I'm writing code to decode messages from a binary protocol. Each message type is assigned a 1 byte type identifier and each message carries this type id. Messages all start with a common header consisting of 5 fields. My API is simple:
decoder:decode(Bin :: binary()) -> my_message_type() | {error, binary()}`
My first instinct is to lean heavily on pattern matching by writing one decode function for each message type and to decode that message type completely in the fun argument
decode(<<Hdr1:8, ?MESSAGE_TYPE_ID_X:8, Hdr3:8, Hdr4:8, Hdr5:32,
TypeXField1:32, TypeXFld2:32, TypeXFld3:32>>) ->
#message_x{hdr1=Hdr1, hdr3=Hdr3 ... fld4=TypeXFld3};
decode(<<Hdr1:8, ?MESSAGE_TYPE_ID_Y:8, Hdr3:8, Hdr4:8, Hdr5:32,
TypeYField1:32, TypeYFld2:16, TypeYFld3:4, TypeYFld4:32
TypeYFld5:64>>) ->
#message_y{hdr1=Hdr1, hdr3=Hdr3 ... fld5=TypeYFld5}.
Note that while the first 5 fields of the messages are structurally identical, the fields after that vary for each message type.
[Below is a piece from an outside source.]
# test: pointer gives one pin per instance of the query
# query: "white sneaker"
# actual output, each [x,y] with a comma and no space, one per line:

I have roughly 20 message types and thus 20 functions similar to the above. Am I decoding the full message multiple times with this structure? Is it idiomatic? Would I be better off just decoding the message type field in the function header and then decode the full message in the body of the message?